Afgelopen jaar was er op het gehele werkveld van informatiebeveiliging iedere dag weer nieuws te melden, zaken die bijzonder in de schijnwerpers kwamen te staan waren ransomware (zoals WannaCry, Petya/ NotPetya/ Nyetya/ Goldeneye), Wikileaks CIA Vault 7, Cloudbleed, en in Nederland talrijke gevallen van datalekken bij vooral overheid (gemeenten) en zorginstellingen (Ziekenhuizen), maar waarbij het stilvallen van de containersite van Maersk dook veel aandacht kreeg.
Er zijn volgens mij twee zaken die in 2018 hard gaan spelen:
– Om te voldoen aan het nieuwe beleid van de EU (GDPR) moeten bedrijven aantoonbaar controle hebben over alle data die ze verzamelen, transporteren, verwerken en opslaan;
– Nog veel meer dan tot nu toe zullen ‘dingen’ via internet bereikbaar, bestuurbaar worden. Denk hierbij aan beveiligingscamera’s en sensoren, huishoudelijke apparatuur, verlichting/verwarming. Dagelijks worden nieuwe toepassingen verzonnen en wordt de zogenaamde IoT-markt hiermee overspoeld.

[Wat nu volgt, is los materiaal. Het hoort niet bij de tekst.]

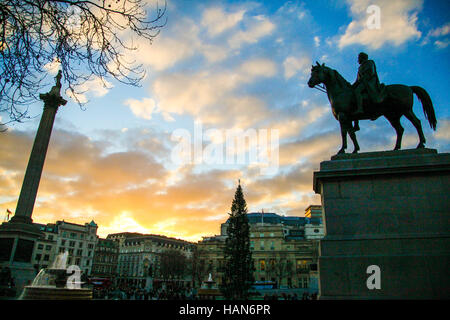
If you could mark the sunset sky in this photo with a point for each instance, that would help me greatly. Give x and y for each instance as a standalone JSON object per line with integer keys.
{"x": 227, "y": 65}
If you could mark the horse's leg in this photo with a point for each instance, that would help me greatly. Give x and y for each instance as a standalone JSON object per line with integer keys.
{"x": 395, "y": 122}
{"x": 344, "y": 128}
{"x": 416, "y": 122}
{"x": 352, "y": 135}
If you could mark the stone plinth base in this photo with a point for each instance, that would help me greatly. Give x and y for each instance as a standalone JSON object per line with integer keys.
{"x": 390, "y": 210}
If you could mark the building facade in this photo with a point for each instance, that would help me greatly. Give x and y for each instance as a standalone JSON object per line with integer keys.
{"x": 140, "y": 258}
{"x": 106, "y": 257}
{"x": 45, "y": 248}
{"x": 284, "y": 250}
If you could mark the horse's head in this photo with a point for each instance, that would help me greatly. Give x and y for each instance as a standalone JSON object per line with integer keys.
{"x": 318, "y": 75}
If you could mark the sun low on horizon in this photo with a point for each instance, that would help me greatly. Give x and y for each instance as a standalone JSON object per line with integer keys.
{"x": 153, "y": 159}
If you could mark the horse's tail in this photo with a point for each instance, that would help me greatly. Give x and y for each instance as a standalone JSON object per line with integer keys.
{"x": 427, "y": 105}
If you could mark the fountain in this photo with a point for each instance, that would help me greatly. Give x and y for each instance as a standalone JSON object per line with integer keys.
{"x": 52, "y": 284}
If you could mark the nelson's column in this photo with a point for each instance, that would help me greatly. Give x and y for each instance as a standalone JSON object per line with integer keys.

Al in het afgelopen jaar werd een trend zichtbaar voor ons. In het bedrijfsleven en bij de overheden werd men er zich meer en meer van bewust dat authenticatie de basis moet zijn van veilig handelen. Dat wil zeggen dat alles en iedereen moet aantonen dat hij/zij/het is, wie hij zegt dat hij is. Daar dit niet alleen in de ‘echte’ wereld moet gebeuren maar vooral en zeker in de digitale wereld is er door ons een zeer sterke opkomst te zien van digitale certificaten. Dit is ook aangewakkerd door de komst van regelgeving hieromtrent vanuit de EU en in navolging door de Nederlandse overheid door het wetvoorstel van 31-8-2017: augustus 2017.
Infrastructuur (GDI)
Het wetsvoorstel biedt de grondslag voor het verplicht stellen van standaarden die overheden moeten gebruiken in het elektronisch verkeer met andere overheden, met burgers en met bedrijven. Het wetsvoorstel heeft verder als doel dat burgers elektronische identificatiemiddelen (eID) krijgen met een hogere mate van betrouwbaarheid. Deze identificatiemiddelen geven publieke dienstverleners meer zekerheid over iemands identiteit. De wet regelt ook dat publieke dienstverleners verplicht zijn om identificatiemiddelen van het betrouwbaarheidsniveau ‘substantieel’ of ‘hoog’ te gebruiken om toegang te geven tot hun online diensten waarbij, gelet op de aard ervan, deze betrouwbaarheidsniveaus in de rede liggen. Het wetsvoorstel biedt ook grondslagen voor de verwerking van persoonsgegevens, waaronder het burgerservicenummer en voor de digitale toegang tot publieke dienstverlening voor burgers en bedrijven.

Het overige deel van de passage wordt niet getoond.